From food and clothes to manga and electronics, Japan has a ton of shops that offer varied selections of products that can satisfy shopping enthusiasts of all ages from different parts of the world. If you are visiting Japan soon, and want to purchase souvenirs, memorabilia, and other knick knacks, check out the following shops:
Known for their cheap and affordable items, Daiso is a popular franchise shop founded in Japan, with 3,500 locations around the globe. There are more than 100,000 of products sold at its stores worldwide, including personal care products, household items, toys, clothes, snacks and drinks, and office supplies. It also offers quirky and weird stuff for cosplay, home interior decoration, and others.
In Japan, you can find 2,800 Daiso stores, and the biggest one is the Daiso Giga Funabashi branch, which is situated right next to Funabashi Station in Tokyo. It occupies a seven-level building, and has an abundance of 100-yen priced items.
To find a Daiso near you, go to Daiso’s official website.
Another famous Japanese discount store, Don Quijote has more than 160 locations in the country, with a wide collection of cheap and affordable products that include foods and snacks, clothing, and electronics.
In Shibuya in Tokyo, you can find the Mega Don Quijote, which is only about five minutes on foot from Shibuya Station. It boasts of seven floors of discount goods that you can buy and bring home with you to give out to your friends and family back home. You can purchase hard-to-find flavors of Kit Kat, cartoon or anime apparel, Japanese knives and handicraft, top quality sake, fresh produce and frozen foods, and daily necessities like soap, shampoo, and cosmetics.
For product and store information, visit the Don Quijote official website.
For affordable books, electronics, musical instruments, and other junk, you should go check out Hard-Off. It is a Japanese chain store popular to shoppers with a limited budget.
In Tokyo, there are multiple locations that offer a good selection of CDs, DVDs, games, game consoles, and even VHS tapes that can be difficult to find at the large department stores and establishments nowadays.
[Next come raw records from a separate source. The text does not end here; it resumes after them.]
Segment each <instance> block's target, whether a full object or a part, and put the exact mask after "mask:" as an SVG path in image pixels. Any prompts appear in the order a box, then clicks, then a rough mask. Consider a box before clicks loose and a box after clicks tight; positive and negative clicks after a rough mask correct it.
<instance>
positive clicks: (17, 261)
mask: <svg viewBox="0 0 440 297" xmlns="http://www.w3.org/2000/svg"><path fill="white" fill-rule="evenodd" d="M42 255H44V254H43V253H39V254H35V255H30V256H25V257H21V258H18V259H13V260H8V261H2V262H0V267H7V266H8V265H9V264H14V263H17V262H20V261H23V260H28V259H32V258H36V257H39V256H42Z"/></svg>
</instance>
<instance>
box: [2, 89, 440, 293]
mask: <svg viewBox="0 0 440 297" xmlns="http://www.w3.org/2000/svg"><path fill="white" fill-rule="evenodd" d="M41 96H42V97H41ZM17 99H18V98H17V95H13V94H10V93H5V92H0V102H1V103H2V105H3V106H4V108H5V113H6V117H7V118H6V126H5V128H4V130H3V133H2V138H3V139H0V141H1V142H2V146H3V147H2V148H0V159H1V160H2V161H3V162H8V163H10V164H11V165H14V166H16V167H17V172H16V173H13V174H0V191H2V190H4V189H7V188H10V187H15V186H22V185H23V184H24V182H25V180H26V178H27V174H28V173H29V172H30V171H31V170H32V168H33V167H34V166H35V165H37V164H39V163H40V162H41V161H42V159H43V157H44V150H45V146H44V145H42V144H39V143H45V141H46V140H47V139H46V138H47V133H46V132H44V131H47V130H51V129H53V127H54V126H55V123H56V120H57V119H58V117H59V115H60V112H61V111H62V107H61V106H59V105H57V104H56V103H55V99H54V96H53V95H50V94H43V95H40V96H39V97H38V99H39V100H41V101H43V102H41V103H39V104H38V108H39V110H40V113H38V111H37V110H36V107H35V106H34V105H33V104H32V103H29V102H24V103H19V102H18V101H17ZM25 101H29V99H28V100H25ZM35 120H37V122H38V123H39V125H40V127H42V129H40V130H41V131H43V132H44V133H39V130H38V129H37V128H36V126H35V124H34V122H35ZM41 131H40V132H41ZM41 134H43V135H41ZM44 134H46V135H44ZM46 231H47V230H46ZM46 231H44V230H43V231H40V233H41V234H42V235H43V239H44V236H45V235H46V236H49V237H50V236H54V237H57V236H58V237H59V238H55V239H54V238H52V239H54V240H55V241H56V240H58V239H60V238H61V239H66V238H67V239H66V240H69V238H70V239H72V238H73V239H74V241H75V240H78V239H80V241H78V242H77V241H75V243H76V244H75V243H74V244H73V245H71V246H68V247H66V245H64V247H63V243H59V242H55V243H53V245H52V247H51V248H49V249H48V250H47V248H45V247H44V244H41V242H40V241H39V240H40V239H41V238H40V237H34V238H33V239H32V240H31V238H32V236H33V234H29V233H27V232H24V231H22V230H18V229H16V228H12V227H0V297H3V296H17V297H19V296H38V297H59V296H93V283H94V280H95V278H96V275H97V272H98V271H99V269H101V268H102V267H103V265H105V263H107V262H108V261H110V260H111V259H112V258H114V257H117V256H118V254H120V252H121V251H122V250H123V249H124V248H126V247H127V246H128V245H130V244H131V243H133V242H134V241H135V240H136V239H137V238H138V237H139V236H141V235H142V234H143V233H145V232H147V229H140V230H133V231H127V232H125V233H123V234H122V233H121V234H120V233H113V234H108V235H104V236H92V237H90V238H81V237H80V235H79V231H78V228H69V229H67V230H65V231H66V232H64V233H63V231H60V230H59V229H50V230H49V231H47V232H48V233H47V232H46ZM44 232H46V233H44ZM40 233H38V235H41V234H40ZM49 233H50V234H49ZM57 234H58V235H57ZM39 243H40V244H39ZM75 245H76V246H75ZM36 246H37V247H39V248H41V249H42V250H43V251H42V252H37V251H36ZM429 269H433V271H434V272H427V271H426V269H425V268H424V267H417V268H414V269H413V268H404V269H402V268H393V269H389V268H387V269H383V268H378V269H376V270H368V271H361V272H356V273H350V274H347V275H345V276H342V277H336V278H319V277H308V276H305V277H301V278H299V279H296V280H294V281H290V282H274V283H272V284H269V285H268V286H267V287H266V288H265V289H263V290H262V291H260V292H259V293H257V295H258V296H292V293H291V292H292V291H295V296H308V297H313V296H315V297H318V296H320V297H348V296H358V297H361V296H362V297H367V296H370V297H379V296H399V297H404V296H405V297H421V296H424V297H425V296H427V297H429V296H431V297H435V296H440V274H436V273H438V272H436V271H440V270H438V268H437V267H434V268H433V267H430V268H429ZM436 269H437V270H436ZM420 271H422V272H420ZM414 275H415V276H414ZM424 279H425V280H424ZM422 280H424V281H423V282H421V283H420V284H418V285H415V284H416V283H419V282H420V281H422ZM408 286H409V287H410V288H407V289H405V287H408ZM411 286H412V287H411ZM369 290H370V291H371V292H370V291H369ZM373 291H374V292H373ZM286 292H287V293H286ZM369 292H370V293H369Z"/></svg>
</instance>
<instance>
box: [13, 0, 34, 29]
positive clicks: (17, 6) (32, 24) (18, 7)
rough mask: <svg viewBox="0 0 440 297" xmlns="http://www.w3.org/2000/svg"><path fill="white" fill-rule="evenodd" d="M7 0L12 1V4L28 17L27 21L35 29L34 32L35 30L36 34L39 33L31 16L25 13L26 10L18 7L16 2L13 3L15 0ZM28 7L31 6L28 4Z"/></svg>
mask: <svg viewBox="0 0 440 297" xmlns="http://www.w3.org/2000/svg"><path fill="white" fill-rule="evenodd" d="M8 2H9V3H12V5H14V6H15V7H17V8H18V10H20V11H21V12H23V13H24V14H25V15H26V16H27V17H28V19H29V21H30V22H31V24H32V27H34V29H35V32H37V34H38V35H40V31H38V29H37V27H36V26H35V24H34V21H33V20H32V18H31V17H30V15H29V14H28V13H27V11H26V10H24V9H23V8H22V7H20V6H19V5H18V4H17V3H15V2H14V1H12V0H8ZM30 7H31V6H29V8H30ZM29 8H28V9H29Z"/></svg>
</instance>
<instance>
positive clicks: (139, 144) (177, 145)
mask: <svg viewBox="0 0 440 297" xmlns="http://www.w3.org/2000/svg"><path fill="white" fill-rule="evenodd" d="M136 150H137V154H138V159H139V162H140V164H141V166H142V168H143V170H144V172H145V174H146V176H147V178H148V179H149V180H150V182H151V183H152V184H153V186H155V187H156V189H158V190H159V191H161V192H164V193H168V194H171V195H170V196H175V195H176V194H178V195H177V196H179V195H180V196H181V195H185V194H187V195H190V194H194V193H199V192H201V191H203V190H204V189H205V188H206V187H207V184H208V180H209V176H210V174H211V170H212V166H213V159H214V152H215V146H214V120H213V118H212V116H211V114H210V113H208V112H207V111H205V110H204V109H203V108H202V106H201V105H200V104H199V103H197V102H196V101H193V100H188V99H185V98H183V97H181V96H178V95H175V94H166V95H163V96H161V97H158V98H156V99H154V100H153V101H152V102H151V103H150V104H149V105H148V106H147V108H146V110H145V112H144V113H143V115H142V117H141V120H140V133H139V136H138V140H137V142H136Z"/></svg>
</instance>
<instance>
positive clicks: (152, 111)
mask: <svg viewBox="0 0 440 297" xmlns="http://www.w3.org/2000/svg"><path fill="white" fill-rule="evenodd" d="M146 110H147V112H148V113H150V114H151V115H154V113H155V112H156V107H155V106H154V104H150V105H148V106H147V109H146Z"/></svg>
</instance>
They usually sell these items at surprisingly low prices, from around 100 yen to 600 yen.
Furthermore, they sell used drum sets, guitars, flutes, and other instruments that are priced around 1,500 yen to 5,000 yen. If you do not mind buying secondhand, you should definitely visit one of its stores to get a chance to find something nice at a very low price.
Go to the official Hard-Off website to learn more.
A popular Japanese department store, Tokyu Hands is known for selling hobby-related, lifestyle, and home improvement products. Its first location was opened in 1976 in Shibuya, which serves as the flagship store, and it currently has 49 stores throughout the country, and three in Singapore.
At the Tokyu Hands in Shibuya branch, which is a 10-minute walk from Shibuya Station, you can buy novelty toys, cosplay items, camping and travel products, hobby and office supplies, pet care and household materials, and even home appliances and furniture.
Check out the Tokyu Hands website to learn more.
Nakamise Shopping Street
The Asakusa district in Tokyo is home to the iconic Sensoji Temple, which is a 7th century Buddhist temple. Not only that, it is also where you can find the Nakamise Shopping Street, which is a several-centuries’-old shopping street that is lined on both sides with stalls that sell local snacks, traditional arts and handicrafts, and souvenirs.
From around noon, the area starts to get densely crowded, as tourists from all over the Japan and across the globe not only look for authentic Japanese items to bring home, but also to try some traditional snacks and sweets, such as dumplings, doll cakes, rice crackers, dorayaki, and sweet potato jelly.
The Asakusa-Nakamise website provides more information for tourists.
Kyoto Handicraft Center
Japanese arts and crafts are regarded as one of the best in the world. In Kyoto, there is a place that specializes in goods that are unique to Kyoto and Japan, where you can purchase something that embodies Japanese culture and skill.
Housed in a seven-story building in the downtown area, the Kyoto Handicraft Center offers many different items that range from postcards and key chains to swords and painted fans. It also has Kiyomizu Pottery, Nambu Ironware, Kanazawa Gold Leaf, Lacquer-Ware, KokeshI Dolls, Woodblock Prints, and Japanese Dolls.
For more information, visit the official website of the Kyoto Handicraft Center.
A busy and lively market street in Tokyo, Ameya Yokocho is home to numerous stores and shops that sell fresh fish, spices, clothes, electronics, cosmetics, and many more. Also known as Ameyoko, it extends between Ueno Station and Okachimachi Station along the JR Yamanote line, and starts to get crowded from around 10 in the morning until 8 at night.
To learn more about Ameyoko, check out the Ameya Yokocho official website.
For a wide selection of electronics and gadgets, you have to set aside time to visit Bic Camera. Across Japan, there are 41 locations, mostly scattered around the Kanto and Kansai Regions.
In Tokyo, you can find their largest store, which consists of seven stories, situated right next to Yurakucho Station. It offers different brands of cameras, laptops, desktops, audio equipment, and others, and also has some in-house restaurants.
For a complete list of locations and other information, go to the Bic Camera official website.
If you are a manga and anime fan, make sure to include Animate in your must-visit places in Japan list. The biggest retailer of manga, anime, and games in the country, its first and flagship location opened in Ikebukuro in Tokyo in 1983, and it currently has 117 branches nationwide, four in China, two in Taiwan, and one in South Korea.
It offers manga, character figures, anime DVDs and Blu-ray, stationery and stickers, bags, character costumes, replica swords, posters, key chains and charms, and various limited edition items.
For more information, visit Animate’s official online store.
A major landmark in Shibuya in Tokyo, Tower Records is a nine-story building that houses a large collection of CDs, books, and magazines. It also has a café where you can enjoy a cup of coffee while you explore the store, or eat a meal as you browse through your purchases.
It offers different genres of music, from classical and J-pop to soul and jazz, and local and international literature. It also has a basement that holds live music shows and events.
For queries and other information, you can check out Tower Records Online.